Further, after 12-36 hours, oxidative stress and inflammation develops, and in 2-3 days – apoptosis, which persists for a long period of time and contributes to the development of encephalopathy. Modern treatment tactics consist of two components: initial restoration of blood flow and the protection of the brain tissue from ischemic damage neuroprotection (cytoprotection, metabolic protection of the brain).
The goal of neuroprotective actions is to delay and eliminate the energy deficit resulting from the restructuring of cell metabolism from the aerobic pathway of glucose oxidation to anaerobic. It was also found that a 6-week treatment course with mildronate in a daily dose of 1000 mg affects cognitive functions and electrophysiological characteristics of the brain.

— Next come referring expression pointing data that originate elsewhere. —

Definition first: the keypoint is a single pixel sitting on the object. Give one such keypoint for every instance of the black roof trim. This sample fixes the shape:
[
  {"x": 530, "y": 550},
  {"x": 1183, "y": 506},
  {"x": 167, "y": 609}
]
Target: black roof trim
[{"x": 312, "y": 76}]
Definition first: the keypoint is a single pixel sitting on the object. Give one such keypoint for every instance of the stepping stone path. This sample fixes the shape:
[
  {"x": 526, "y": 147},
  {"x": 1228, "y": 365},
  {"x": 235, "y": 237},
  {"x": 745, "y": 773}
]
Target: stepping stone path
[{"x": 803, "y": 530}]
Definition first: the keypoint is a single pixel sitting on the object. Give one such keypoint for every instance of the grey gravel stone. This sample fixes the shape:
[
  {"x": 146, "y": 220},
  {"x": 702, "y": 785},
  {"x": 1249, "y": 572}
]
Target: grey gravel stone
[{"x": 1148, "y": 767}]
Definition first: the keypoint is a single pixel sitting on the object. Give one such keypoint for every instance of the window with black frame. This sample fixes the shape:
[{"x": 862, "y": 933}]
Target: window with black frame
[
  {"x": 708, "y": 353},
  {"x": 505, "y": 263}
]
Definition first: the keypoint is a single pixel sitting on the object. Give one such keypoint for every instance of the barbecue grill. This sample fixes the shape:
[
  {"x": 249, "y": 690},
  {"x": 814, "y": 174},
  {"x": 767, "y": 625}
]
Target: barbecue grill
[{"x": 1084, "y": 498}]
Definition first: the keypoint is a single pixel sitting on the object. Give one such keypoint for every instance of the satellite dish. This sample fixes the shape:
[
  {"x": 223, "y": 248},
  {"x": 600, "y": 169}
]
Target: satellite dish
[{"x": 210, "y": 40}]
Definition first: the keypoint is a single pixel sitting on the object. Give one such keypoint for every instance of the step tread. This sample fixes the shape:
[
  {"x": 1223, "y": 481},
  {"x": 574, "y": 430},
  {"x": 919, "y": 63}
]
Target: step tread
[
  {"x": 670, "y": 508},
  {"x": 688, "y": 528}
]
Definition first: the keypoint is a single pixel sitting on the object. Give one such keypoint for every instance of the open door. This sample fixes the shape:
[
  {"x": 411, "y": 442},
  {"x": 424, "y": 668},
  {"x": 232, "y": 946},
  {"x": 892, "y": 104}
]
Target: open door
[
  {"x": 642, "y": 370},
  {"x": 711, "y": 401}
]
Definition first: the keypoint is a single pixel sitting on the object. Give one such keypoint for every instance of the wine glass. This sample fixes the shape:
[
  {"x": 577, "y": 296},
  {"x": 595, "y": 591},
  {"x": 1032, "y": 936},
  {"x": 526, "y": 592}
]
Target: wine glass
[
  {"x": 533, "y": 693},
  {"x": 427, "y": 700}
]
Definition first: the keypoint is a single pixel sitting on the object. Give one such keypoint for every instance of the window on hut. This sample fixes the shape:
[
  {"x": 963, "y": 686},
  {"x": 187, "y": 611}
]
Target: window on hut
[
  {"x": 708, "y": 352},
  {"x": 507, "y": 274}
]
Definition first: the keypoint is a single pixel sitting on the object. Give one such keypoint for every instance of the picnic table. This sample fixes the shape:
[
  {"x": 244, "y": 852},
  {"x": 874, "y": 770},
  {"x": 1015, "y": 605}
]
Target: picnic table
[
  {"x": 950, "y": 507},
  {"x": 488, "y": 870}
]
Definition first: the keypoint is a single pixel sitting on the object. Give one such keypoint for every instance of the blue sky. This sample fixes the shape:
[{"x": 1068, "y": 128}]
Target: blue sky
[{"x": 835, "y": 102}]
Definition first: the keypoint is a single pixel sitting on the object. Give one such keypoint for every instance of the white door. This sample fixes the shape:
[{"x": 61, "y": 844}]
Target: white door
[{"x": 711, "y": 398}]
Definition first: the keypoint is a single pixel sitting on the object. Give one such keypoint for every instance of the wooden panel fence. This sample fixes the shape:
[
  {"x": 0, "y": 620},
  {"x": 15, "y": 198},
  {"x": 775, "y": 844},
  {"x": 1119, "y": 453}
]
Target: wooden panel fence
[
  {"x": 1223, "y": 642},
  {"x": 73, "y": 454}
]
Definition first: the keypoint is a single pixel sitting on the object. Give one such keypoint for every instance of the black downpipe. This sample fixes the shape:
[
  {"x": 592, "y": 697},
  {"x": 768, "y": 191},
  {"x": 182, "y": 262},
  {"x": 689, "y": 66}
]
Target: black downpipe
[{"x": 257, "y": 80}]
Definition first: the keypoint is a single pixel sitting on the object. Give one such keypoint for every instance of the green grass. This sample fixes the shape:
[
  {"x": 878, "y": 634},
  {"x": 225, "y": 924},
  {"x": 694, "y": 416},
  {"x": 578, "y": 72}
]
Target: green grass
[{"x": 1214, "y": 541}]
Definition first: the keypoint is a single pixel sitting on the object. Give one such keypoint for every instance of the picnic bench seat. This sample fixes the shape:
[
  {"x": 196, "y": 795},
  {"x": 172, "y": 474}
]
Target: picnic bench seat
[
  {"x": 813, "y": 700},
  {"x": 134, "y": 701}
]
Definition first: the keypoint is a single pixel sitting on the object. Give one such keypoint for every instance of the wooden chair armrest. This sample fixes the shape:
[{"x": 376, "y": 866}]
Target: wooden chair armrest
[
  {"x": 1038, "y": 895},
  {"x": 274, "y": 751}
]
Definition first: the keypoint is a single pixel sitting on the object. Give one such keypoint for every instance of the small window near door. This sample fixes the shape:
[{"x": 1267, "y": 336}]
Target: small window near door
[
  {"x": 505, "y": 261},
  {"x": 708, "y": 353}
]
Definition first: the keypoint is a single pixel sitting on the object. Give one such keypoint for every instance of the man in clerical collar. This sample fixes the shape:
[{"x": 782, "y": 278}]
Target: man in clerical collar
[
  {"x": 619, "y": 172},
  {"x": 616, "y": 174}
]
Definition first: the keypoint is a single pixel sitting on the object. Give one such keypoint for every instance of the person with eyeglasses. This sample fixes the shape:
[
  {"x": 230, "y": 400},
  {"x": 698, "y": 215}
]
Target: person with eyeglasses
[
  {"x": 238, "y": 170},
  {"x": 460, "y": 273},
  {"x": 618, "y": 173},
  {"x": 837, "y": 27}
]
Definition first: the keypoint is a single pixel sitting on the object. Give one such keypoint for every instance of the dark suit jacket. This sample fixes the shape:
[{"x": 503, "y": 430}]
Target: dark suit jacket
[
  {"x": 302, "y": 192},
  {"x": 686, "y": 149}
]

Mildronate® is used since 1988-1991 in sports medicine and firmly established itself as an effective tool in a complex of recreative therapy, especially in the treatment of chronic physical stress syndrome.
From 1989 to the present, this drug is successfully used in cardiologic practice not only in the complex of restorative treatment but also in acute and subacute forms of the course of ischemic heart disease (IHD), in particular, with acute myocardial infarction.
Thus, the analytical review of the literature on the use of mildronate in various fields of clinical medicine allows us to conclude that the drug is effective and safe in patients with cardiological, neurological profiles. Meldonium can be used in patients with decreased mental and physical performance, myocardial infarction, chest pain, chronic heart failure, retinopathy, and alcohol withdrawal syndrome.